We waited such a long time for a baby. Years and years, actually. They couldn’t tell us why, the specialists. Couldn’t find a single reason why it didn’t happen for Doug and me. ‘Unexplained Infertility,’ was the best they could come up with. You think it’s going to be so simple, starting a family, and then when it’s taken from you, the future you’d imagined snatched away, it feels like a death. All I ever wanted was to be a mum. When school friends went off to university or found themselves jobs down in London, I knew it wasn’t for me. I didn’t want to be a career woman, didn’t need a big house and lots of money. I was content with our cottage in the village I’d grown up in, Doug’s building business; I just wanted children, and Doug felt exactly the same way.

I used to see them when they came back to our village for holidays, those old classmates of mine. And I’d see how they looked at me, with my clothes from the market and my lack of ambition, see the flash of superiority or bewilderment in their eyes when they realized I didn’t want to be just like them. But I didn’t care. I knew that what I wanted would bring me all the happiness I’d need.

Year by year, woman by woman, things began to change. They began to change. As we all neared our thirties, baby after baby began to make their appearance on those weekend visits. Of course, I’d been trying for a good few years by then, had already had many, many months of disappointment to swallow, but nothing hit me quite as hard as seeing that endless parade of children of the girls I used to go to school with.

Because I could see it, in their faces, how it changed them. How overnight the nice clothes and interesting careers and successful husbands which had once defined them became suddenly second place to what they now had. It wasn’t the change in them physically; the milk-stained clothes or the tired faces, it wasn’t the harassed air of responsibility or the being a member of a new club or even the obvious devotion they felt. It was something I saw in their eyes – a new awareness, I suppose – that most hurt me. It seemed to me as though they’d crossed into another dimension where life was fulfilling and meaningful on a level I could never understand. And the jealousy and despair I felt was devastating. Plenty of women, I knew, were happily childfree, leading perfectly satisfying lives without kids in them, but I wasn’t one of them. For as long as I could remember, having a family of my own was all I’d dreamt of.
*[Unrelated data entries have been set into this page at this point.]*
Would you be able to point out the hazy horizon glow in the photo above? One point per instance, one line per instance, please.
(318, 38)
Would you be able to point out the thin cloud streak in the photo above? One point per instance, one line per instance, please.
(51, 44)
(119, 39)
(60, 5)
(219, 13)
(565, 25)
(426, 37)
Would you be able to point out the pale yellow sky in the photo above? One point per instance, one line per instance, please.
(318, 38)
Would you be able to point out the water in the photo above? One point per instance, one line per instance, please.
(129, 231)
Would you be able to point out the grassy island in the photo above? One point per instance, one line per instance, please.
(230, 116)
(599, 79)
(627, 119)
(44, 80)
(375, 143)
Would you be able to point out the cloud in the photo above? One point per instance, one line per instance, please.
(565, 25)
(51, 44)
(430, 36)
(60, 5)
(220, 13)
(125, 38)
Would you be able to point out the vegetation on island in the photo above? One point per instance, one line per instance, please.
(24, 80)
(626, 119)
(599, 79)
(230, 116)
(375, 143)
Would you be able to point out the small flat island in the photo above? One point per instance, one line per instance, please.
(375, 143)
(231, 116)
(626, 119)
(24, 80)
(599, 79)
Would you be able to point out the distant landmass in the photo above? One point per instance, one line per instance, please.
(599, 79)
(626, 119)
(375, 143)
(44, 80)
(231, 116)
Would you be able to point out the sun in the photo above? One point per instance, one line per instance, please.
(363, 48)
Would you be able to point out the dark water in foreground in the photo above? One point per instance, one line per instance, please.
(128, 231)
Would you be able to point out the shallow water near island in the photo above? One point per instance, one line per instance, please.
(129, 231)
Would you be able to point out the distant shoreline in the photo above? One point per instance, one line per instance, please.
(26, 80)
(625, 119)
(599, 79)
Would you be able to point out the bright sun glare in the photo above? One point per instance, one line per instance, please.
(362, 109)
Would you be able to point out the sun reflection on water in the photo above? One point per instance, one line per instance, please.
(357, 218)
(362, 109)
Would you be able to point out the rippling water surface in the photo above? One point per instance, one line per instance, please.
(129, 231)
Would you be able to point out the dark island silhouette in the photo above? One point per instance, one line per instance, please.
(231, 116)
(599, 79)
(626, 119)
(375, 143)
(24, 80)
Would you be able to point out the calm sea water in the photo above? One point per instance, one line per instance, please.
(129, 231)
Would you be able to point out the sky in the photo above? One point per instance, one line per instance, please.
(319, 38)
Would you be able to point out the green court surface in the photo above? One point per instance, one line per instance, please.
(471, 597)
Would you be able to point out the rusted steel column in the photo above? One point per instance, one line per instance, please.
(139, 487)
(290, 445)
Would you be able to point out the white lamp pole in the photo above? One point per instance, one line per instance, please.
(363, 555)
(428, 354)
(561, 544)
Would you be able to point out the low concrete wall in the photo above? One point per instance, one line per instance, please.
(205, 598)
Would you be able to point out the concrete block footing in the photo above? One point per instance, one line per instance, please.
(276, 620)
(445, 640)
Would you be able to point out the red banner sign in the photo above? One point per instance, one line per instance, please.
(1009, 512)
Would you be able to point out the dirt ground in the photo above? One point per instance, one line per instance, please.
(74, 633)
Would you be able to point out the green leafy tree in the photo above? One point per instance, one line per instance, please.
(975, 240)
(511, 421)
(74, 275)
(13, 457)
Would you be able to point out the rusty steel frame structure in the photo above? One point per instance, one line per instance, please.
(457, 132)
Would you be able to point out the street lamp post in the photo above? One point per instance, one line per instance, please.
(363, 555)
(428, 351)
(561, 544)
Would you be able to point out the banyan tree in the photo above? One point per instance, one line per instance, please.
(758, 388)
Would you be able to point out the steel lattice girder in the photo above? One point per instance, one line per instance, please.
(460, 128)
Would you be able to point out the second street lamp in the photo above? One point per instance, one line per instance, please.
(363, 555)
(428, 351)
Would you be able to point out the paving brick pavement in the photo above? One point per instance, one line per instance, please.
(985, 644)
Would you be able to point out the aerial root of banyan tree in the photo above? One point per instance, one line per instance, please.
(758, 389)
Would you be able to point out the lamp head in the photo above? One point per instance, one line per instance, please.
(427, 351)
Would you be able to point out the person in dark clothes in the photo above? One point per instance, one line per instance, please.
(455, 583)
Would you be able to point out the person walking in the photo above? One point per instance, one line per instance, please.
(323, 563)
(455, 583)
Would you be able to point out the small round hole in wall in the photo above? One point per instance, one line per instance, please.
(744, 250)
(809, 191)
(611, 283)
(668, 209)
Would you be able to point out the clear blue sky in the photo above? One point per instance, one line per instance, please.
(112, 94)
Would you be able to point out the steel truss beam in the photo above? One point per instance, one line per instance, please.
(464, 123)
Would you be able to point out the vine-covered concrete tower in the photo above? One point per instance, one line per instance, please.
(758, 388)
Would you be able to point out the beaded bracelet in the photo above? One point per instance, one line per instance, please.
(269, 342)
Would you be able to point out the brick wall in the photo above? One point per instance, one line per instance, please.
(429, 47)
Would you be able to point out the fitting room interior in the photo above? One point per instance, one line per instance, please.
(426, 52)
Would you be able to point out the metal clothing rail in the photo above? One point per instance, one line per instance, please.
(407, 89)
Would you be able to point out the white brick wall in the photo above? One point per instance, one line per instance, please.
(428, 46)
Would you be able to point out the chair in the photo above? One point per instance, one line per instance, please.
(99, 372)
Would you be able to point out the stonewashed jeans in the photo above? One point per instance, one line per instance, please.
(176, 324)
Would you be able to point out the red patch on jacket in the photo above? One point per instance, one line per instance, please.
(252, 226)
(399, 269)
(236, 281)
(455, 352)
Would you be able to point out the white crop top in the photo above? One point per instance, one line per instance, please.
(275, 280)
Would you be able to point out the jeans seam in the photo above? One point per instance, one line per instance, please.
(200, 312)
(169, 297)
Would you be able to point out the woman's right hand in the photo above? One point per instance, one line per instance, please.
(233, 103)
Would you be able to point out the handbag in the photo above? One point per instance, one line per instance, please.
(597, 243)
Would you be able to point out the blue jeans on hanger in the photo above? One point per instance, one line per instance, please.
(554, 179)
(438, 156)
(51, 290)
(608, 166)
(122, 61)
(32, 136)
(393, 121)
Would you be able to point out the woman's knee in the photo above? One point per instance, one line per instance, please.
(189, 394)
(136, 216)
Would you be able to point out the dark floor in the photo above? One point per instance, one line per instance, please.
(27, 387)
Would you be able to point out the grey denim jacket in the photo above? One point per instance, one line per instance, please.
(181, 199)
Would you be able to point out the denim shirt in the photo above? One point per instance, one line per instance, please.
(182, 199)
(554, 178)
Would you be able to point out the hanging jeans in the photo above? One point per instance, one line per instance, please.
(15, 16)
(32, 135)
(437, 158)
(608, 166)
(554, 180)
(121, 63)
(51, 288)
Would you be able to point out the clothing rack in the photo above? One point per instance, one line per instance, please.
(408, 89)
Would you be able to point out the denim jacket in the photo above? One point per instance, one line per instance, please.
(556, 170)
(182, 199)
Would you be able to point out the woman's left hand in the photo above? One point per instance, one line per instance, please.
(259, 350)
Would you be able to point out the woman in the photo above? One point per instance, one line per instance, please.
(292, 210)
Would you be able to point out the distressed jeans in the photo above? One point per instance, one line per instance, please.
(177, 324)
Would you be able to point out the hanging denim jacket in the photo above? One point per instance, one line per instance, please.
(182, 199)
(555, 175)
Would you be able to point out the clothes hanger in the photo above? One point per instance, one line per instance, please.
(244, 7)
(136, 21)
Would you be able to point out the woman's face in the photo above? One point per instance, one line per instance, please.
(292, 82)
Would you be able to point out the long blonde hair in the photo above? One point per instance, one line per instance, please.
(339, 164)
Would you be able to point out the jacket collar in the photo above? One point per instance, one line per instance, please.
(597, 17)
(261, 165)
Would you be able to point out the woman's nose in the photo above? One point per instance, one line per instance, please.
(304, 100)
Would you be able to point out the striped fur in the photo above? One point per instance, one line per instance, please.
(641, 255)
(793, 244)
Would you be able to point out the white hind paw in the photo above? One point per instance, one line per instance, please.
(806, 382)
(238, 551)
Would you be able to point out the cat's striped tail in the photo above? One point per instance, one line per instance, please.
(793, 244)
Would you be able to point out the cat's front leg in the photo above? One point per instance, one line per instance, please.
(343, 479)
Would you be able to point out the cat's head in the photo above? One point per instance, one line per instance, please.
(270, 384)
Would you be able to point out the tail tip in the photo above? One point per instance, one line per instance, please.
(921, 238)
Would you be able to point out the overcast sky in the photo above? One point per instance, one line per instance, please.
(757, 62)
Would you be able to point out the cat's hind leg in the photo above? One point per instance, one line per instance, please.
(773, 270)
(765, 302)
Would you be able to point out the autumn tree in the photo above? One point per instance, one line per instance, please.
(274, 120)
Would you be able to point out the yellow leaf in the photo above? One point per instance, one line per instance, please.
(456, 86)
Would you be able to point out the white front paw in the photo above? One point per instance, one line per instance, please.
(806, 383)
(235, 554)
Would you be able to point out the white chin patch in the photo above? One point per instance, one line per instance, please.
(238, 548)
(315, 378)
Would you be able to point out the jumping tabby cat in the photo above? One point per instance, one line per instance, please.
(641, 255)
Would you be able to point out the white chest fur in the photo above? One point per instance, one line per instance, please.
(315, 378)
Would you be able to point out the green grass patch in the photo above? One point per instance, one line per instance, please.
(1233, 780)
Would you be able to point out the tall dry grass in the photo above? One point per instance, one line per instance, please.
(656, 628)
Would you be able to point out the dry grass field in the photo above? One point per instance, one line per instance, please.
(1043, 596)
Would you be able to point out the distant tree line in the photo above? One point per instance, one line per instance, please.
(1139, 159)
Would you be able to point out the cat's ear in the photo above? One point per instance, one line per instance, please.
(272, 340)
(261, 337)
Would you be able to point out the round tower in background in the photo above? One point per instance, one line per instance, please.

So, when finally, finally, our miracle happened, it was the most amazing, most joyful thing imaginable. That moment when I held Hannah in my arms for the first time was one of pure elation. We loved her so much, Doug and I, right from the beginning. We had sacrificed so much, and waited such a long time for her, such a horribly long time.

I don’t remember exactly when the first niggling doubts began to stir. I couldn’t admit it to myself at first. I put it down to my tiredness; the shock and stress of new motherhood, or a hundred other different things rather than admit the truth. I didn’t let on to anyone how worried I was. How frightened. I told myself she was healthy and she was beautiful and she was ours, and that’s all that mattered.

And yet, I knew. Somehow I knew even then that there was something not quite right about my daughter. An instinct, of the purest truest kind, in the way animals sense trouble in their midst. Secretly I would compare her to other babies – at the clinic, or at Mother and Baby clubs, or at the supermarket. I would watch their expressions, their reactions, the ever-changing emotions in their little faces and then I’d look into Hannah’s beautiful big brown eyes and I’d see nothing there. Intelligence, yes – I never feared for her intellect – but rarely emotion. I never felt anything from her. Though I lavished love upon her it was as though it couldn’t reach her, slipping and sliding across the surface of her like water over oilskin.